Comstock is an unincorporated community located in Val Verde County, Texas, United States, approximately 20 miles northwest of Del Rio on U.S. 90. It is the town nearest to Seminole Canyon, which has been a site of human habitation for 9,000 years. In 2010, Comstock had a population of 475 residents.

==History==

Comstock was founded circa 1883 on the Galveston, Harrisburg and San Antonio Railway as the line drove west toward El Paso. Although first platted as Sotol City, it was later named for John Comstock, a railroad dispatcher.

The town was located near a natural lake, which was used for the town's water supply, but which today is only intermittent. The town was granted a post office in 1888, but its remote location and limited resources kept the town from growing quickly. Comstock was at the height of its activity between 1888 and 1910, when the Deaton Stage Line operated between the town's railroad depot and the city of Ozona, some 60 mi (100 km) north. The depot at Comstock did not long outlast the stagecoach line, and although the names on the businesses have changed, little has changed in the town in 70 years.

Amtrak’s Sunset Limited passes through the town on Union Pacific tracks, but makes no stop. A stop is located 30 miles to the south in Del Rio.

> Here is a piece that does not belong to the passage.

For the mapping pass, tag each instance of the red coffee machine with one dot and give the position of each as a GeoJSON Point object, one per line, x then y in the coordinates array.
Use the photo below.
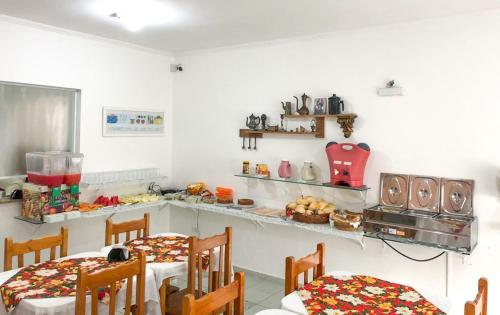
{"type": "Point", "coordinates": [347, 163]}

==Seminole Canyon State Park and Historic Site==
Seminole Canyon State Park and Historic Site has cave drawings and other evidence of settlement dating from the early Archaic period, around 7000 BC. Later remains include stone circles and cairns of the late Prehistoric, and even 19th-century remains from the construction of the Southern Pacific, one of the nation's first transcontinental railroads.

==Education==
Comstock is served by the Comstock Independent School District.

The whole county is served by Southwest Texas Junior College according to the Texas Education Code.